Roger Schwabacher, AIA, LEED® AP
M. Arch., University of Maryland, 1999
B.A. Northwestern University, 1992
Roger Schwabacher is a Senior Associate at HOK in Washington, DC. His latest project is the NOAA National Center for Weather and Climate Prediction in Riverdale, MD, on track for completion in 2009.
The new 280,000 square-foot office and research building will house 800 people, including staff of NOAA's Satellite and Information Service, the National Centers for Environmental Protection (part of the National Weather Service) and the Air Resources Laboratory. The building will be the U.S. focal point for generating ocean and atmospheric forecasts, including hurricane forecasts.
The design features horizontal sunshades on the 600-foot-long canted and curved curtain wall on the south facade, green roofs, bio-retention areas, a rainwater-fed four-story waterfall, five-story triangular atrium and 500-seat auditorium. The project is tracking to receive LEED Silver certification.
What are your primary job responsibilities today?
I am a designer and project architect, working on anywhere from one to three projects at a time. I work on all phases of the design and construction process, from pre-design to construction administration.
What are the greatest opportunities in your job?
Working for large offices, I have had the opportunity to work on a wide variety of projects such as corporate and government headquarters, developer office buildings and a number of different types of university buildings. I have been fortunate to work with small teams, getting involved with all aspects of the design.
What are the greatest challenges?
One of the greatest challenges of architecture is to keep a building’s original design intent alive through the construction process.
What has been your career path since graduation?
I have worked with two firms since graduation—five years with SmithGroup and now over four years with HOK.
What are the most significant differences between the practice of architecture and design school?
Design school is mostly about schematic design without a budget; the practice of architecture involves the complexities of satisfying the client and the community, coordinating the wide variety of consultants and properly detailing the building so that it is not only functional but also so that the design intent is realized.
What is one thing that you never expected you would be doing at work when you were in design school?
While I was in architecture school, I did not expect that I would need knowledge of things such as door hardware, security, elevators or building codes. I have learned that the more you can preempt potentially complicated issues, the better the design will become for both the architect and the client.
If you could have taken different courses in school based on what you are now doing, what would they be?
I don’t know if I would change the curriculum; many of the lessons learned in practice are better learned through experience and not in the classroom.
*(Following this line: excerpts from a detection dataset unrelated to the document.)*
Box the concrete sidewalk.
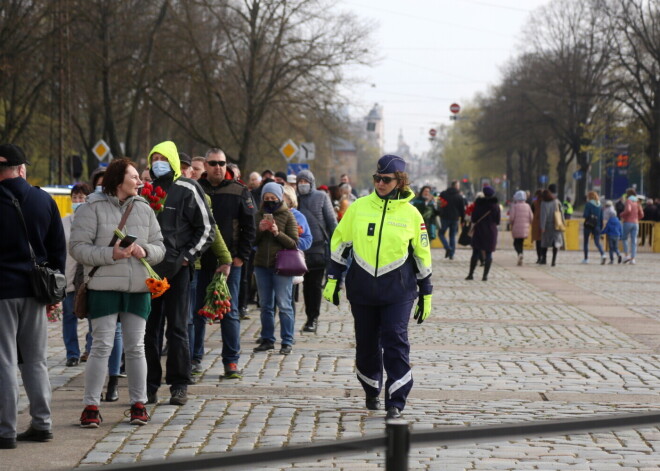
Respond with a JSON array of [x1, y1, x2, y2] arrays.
[[0, 250, 660, 471]]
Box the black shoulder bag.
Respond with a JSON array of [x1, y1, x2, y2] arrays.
[[5, 188, 66, 304]]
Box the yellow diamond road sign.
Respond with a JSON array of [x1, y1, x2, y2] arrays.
[[92, 139, 110, 160], [280, 139, 298, 162]]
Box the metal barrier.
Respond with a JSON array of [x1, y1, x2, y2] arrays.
[[86, 411, 660, 471]]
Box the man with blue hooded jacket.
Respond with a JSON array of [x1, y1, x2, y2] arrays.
[[144, 141, 215, 405]]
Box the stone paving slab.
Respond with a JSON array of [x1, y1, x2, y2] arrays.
[[0, 250, 660, 471]]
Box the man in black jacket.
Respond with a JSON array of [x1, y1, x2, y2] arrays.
[[144, 141, 215, 405], [198, 148, 256, 378], [438, 181, 465, 260], [0, 144, 66, 449]]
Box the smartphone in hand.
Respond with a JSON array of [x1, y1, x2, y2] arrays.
[[119, 234, 137, 249]]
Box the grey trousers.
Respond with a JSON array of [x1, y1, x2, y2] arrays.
[[83, 312, 147, 406], [0, 298, 51, 438]]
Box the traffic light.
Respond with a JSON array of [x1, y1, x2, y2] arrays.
[[616, 154, 628, 168]]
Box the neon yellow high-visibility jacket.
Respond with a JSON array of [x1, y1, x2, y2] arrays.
[[328, 191, 433, 305]]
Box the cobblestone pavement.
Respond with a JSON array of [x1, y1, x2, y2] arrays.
[[5, 250, 660, 471]]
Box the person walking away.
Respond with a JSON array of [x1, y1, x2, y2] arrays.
[[296, 170, 338, 332], [539, 189, 564, 267], [509, 190, 534, 266], [620, 188, 644, 265], [62, 183, 91, 367], [323, 155, 433, 419], [199, 147, 256, 379], [145, 141, 215, 406], [0, 144, 66, 449], [465, 186, 501, 281], [410, 185, 438, 240], [69, 158, 165, 428], [601, 205, 623, 265], [562, 196, 573, 219], [438, 181, 465, 260], [188, 198, 232, 375], [582, 191, 607, 265], [530, 189, 543, 264], [284, 185, 314, 321], [254, 182, 298, 355]]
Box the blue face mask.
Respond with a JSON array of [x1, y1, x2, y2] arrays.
[[151, 160, 172, 178]]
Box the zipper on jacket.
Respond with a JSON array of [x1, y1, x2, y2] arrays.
[[374, 200, 390, 278]]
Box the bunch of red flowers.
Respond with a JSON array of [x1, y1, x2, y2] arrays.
[[140, 182, 167, 214], [197, 273, 231, 324]]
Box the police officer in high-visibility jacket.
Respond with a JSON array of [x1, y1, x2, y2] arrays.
[[323, 155, 433, 419]]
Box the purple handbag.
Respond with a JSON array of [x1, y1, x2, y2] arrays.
[[275, 249, 308, 276]]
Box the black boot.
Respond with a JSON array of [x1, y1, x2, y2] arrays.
[[481, 260, 493, 281], [465, 257, 478, 280], [103, 376, 119, 402]]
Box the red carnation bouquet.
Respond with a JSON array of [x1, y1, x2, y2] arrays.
[[197, 273, 231, 324], [140, 182, 167, 214]]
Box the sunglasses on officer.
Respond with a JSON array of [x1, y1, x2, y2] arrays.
[[372, 173, 398, 185], [206, 160, 227, 167]]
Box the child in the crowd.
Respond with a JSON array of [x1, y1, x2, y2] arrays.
[[601, 201, 623, 265]]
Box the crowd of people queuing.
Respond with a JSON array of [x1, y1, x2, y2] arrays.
[[0, 136, 660, 448]]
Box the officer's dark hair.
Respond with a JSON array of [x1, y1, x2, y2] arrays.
[[103, 158, 137, 196]]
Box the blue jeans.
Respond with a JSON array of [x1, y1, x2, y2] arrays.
[[254, 267, 294, 345], [438, 218, 458, 257], [220, 265, 243, 365], [85, 317, 124, 376], [623, 222, 639, 258], [62, 291, 80, 360], [582, 227, 605, 260], [607, 236, 621, 261]]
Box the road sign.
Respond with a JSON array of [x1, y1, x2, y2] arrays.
[[92, 139, 110, 160], [298, 142, 316, 162], [280, 139, 298, 162], [286, 164, 309, 175]]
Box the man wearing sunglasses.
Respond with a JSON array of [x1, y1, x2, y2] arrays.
[[195, 147, 256, 379], [323, 155, 433, 419]]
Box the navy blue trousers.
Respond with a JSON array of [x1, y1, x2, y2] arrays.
[[351, 299, 415, 410]]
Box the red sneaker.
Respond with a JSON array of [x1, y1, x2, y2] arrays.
[[80, 406, 103, 428], [131, 402, 151, 425]]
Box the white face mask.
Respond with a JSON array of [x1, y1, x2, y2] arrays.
[[151, 160, 172, 178], [298, 183, 312, 195]]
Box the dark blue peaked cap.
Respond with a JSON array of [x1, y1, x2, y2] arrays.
[[376, 155, 406, 173]]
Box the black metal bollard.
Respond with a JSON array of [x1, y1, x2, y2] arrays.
[[385, 420, 410, 471]]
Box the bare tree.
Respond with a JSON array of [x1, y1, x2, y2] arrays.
[[526, 0, 614, 204], [149, 0, 370, 172]]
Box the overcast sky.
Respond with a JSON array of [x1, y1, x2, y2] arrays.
[[338, 0, 550, 153]]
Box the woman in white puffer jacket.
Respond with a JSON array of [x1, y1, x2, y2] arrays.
[[69, 159, 165, 428]]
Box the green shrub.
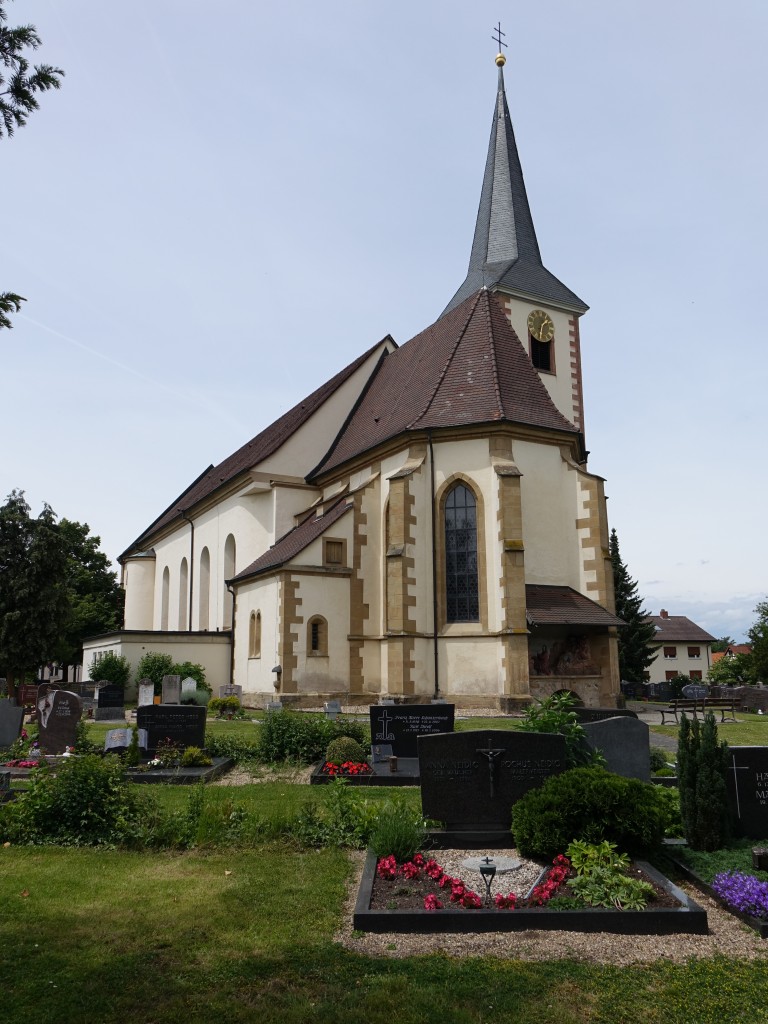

How do you think that your time at the University of Maryland School of Architecture, Planning and Preservation has most influenced your career?
My years at Maryland taught me a great respect for urban design and that a building’s details should reinforce the overall design concept. My favorite memories are Karl DuPuy’s urban design course, Julie Gabrielli’s studio in Baltimore, Frank Schlesinger’s Scandinavian course, Bill Bechhoffer’s regionalism course, Ralph Bennet’s studio exposing us to a client (for the NSA’s Cryptology Museum) and my summer studying in Rome.
Sustainability is one of the Maryland Architecture program’s four core values (the other three are design, urbanism and craft). Your NOAA project clearly shows a commitment to sustainable technologies and concepts. What are some effective ways for today’s students to learn about sustainable design and apply it to their projects?
HOK has published a book, The HOK Guidebook to Sustainable Design. I also go to many lectures and product luncheons—new materials and strategies are being developed every year. It is an exciting time to be an architect interested in sustainable design.
Are the LEED guidelines useful as a framework?
The LEED guidelines are a useful framework to follow for a sustainable building design, but it is the way you meet these guidelines that gives a building interest. For instance, collecting rain water allowed the NOAA building to have a 5-story waterfall scupper, with 50 stainless steel turnbuckles and wire ropes creating a rain-chain to the ground. Green roofs can turn into gardens of wildflowers; sunshades can turn into major expressions on facades.
Across the country, times are tough, with economic recession and outsourcing of jobs overseas. Is the Washington-Baltimore region affected by these market forces?
Material prices have already dramatically increased; it is a hard time to keep a project on budget.
How can today’s students best prepare themselves for practice in today’s market?
Students need to become articulate about their designs. The ability to verbally explain design decisions is important; clients who are being asked to fund designs need to be made excited about the building’s direction. Students should also prepare to work in teams; synergy between architects is an important part of the process.